More bluntly comforting is an appetizer of a “slow poached farmhouse egg” — the poaching of eggs is all the upscale restaurant rage these days — that’s served with a potato pancake under foot and pancetta. If that sounds a lot like breakfast, that’s how it tastes too: breakfast-y, maybe too much so, and somewhat on the leaden side for an appetizer.

My friends and I also tried a jumbo lump crab cake that wasn’t so much a big crunchy puck as a multi-tiered production in which the celeriac remoulade sometimes eclipsed the crab.

For entrees, salmon poached in olive oil, with a caviar dressing, was a supple, silky treat, at least for anyone who likes his or her salmon on the very rare side, as I often do.
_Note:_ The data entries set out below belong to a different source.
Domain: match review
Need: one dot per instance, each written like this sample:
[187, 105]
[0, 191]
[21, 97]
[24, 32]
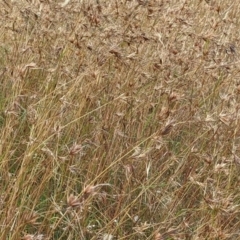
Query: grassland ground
[119, 120]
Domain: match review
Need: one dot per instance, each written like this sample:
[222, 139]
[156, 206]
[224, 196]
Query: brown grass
[119, 120]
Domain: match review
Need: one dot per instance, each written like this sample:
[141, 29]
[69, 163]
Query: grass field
[119, 120]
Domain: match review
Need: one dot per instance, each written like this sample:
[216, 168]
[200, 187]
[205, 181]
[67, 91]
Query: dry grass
[119, 120]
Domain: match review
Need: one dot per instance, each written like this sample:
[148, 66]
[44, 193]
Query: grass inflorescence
[119, 120]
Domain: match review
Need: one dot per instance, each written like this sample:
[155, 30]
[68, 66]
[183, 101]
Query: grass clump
[119, 120]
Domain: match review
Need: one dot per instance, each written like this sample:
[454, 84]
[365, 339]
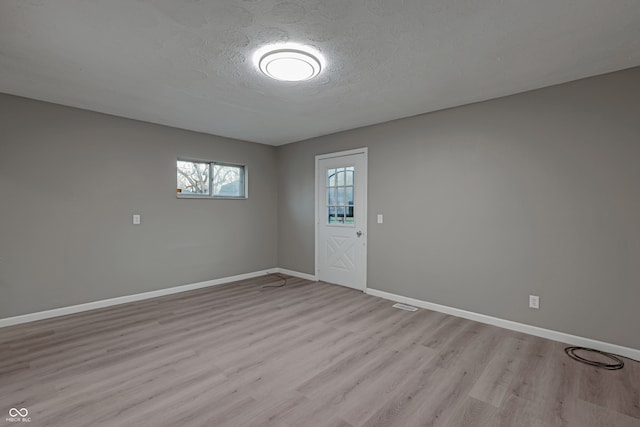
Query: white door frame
[365, 179]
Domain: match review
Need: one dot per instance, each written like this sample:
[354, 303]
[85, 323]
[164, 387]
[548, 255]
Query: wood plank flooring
[305, 354]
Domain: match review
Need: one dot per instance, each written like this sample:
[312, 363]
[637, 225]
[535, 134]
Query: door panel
[341, 225]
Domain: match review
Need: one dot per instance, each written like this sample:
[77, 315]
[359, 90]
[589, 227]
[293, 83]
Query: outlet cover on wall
[534, 301]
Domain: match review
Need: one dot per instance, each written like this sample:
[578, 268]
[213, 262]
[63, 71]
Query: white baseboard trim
[297, 274]
[514, 326]
[63, 311]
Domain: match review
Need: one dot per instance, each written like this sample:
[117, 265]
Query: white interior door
[341, 228]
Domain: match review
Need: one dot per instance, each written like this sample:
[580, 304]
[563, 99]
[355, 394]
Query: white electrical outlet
[534, 301]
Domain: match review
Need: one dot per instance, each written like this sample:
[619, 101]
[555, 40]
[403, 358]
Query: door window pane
[340, 195]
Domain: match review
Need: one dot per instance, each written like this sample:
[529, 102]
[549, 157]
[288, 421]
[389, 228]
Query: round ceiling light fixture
[289, 64]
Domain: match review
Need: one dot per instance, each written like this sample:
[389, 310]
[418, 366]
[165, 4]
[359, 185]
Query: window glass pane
[349, 195]
[331, 195]
[340, 176]
[349, 175]
[331, 175]
[193, 178]
[332, 215]
[228, 180]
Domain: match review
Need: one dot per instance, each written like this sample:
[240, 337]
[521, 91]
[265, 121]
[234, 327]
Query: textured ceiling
[188, 63]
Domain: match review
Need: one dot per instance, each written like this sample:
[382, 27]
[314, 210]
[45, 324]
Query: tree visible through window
[211, 179]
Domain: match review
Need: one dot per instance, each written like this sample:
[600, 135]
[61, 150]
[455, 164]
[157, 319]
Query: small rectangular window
[211, 179]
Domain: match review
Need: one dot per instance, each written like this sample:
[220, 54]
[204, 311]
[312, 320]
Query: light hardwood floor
[306, 354]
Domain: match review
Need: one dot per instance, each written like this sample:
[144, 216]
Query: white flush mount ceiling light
[289, 64]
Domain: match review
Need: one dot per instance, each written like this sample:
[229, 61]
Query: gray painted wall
[537, 193]
[70, 181]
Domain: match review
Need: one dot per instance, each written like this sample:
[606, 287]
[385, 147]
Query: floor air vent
[404, 307]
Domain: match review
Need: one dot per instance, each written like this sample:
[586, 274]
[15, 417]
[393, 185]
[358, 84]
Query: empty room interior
[300, 213]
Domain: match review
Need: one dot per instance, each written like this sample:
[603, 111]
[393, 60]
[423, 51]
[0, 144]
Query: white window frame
[211, 164]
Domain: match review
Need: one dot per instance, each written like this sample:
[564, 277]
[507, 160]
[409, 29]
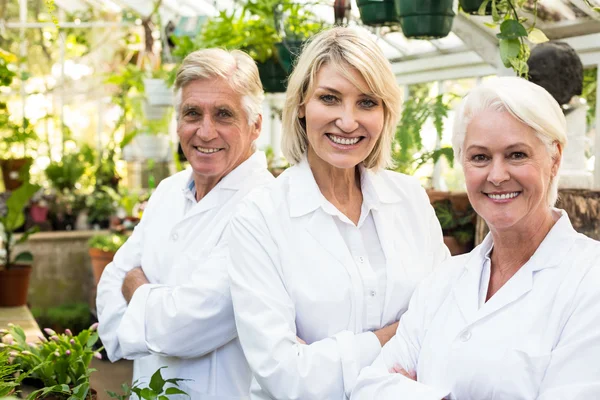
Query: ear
[556, 159]
[301, 112]
[256, 128]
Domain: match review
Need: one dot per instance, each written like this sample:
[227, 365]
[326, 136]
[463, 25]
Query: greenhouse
[248, 199]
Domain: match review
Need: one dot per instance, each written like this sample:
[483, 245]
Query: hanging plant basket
[378, 12]
[472, 6]
[273, 76]
[425, 19]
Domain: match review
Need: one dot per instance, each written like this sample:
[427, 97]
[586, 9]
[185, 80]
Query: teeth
[206, 151]
[341, 140]
[503, 196]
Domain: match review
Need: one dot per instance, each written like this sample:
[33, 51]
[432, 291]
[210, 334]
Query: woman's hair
[344, 49]
[525, 101]
[236, 67]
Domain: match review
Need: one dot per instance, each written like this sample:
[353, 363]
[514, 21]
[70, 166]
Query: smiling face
[213, 129]
[507, 171]
[343, 124]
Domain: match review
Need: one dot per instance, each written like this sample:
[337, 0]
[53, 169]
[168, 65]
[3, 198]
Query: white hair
[527, 102]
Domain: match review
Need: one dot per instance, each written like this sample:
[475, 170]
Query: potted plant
[378, 12]
[458, 226]
[279, 27]
[15, 270]
[102, 249]
[428, 19]
[59, 365]
[156, 389]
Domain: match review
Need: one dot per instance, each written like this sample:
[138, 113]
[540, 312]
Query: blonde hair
[341, 47]
[235, 66]
[527, 102]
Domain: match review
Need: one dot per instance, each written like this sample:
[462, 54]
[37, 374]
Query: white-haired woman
[517, 318]
[325, 260]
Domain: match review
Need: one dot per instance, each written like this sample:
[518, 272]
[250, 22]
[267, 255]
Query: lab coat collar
[306, 197]
[549, 254]
[237, 179]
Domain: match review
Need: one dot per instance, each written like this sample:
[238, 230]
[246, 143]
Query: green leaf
[509, 49]
[25, 257]
[157, 382]
[537, 36]
[170, 391]
[511, 29]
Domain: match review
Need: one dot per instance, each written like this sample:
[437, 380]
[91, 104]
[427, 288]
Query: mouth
[344, 141]
[207, 150]
[502, 196]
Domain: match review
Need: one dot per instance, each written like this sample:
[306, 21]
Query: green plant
[107, 242]
[154, 390]
[11, 220]
[407, 149]
[60, 362]
[454, 223]
[7, 375]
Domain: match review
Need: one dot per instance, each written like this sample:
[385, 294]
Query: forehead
[499, 129]
[210, 92]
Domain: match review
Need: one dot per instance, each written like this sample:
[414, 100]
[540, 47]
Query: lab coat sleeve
[184, 321]
[574, 368]
[110, 303]
[376, 382]
[265, 319]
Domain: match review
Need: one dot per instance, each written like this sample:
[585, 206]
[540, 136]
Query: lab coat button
[465, 336]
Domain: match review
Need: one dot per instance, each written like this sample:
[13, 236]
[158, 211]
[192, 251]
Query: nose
[206, 130]
[498, 173]
[346, 120]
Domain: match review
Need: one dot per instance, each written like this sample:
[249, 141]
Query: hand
[133, 280]
[397, 369]
[385, 334]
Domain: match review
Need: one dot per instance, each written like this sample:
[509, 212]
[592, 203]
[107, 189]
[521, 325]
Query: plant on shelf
[408, 150]
[15, 270]
[59, 365]
[158, 388]
[458, 226]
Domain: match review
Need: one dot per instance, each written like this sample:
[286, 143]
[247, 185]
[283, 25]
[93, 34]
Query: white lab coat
[183, 319]
[538, 337]
[292, 274]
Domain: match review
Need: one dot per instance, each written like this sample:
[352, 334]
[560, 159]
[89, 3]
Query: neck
[514, 247]
[338, 185]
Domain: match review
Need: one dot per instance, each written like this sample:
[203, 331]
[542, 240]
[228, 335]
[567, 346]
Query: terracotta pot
[455, 247]
[14, 284]
[100, 259]
[11, 169]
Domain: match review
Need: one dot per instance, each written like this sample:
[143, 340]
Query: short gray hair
[235, 66]
[527, 102]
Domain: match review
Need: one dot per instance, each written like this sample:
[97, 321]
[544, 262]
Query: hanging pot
[273, 76]
[378, 12]
[13, 170]
[14, 285]
[425, 19]
[472, 6]
[288, 52]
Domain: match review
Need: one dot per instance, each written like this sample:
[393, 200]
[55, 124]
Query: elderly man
[164, 300]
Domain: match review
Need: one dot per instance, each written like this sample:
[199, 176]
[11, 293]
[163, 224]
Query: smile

Less impressive were a pan-roasted veal chop which, at $46, didn’t have the heft you might expect, and an overcooked skate wing stuffed with foie gras, which had turned chalky.

Some of the other entrees on a recent menu: black bass “en papillotte,” a rib-eye, milk-fed poularde, short rib pot au feu. Some other appetizers: a sweet onion tart, roasted chestnut soup, acorn squash risotto.

There seemed to be a careful distribution of lighter and heavier, fishier and meatier. Whether it’s distinctive enough to lure people through that deep lobby remains to be seen.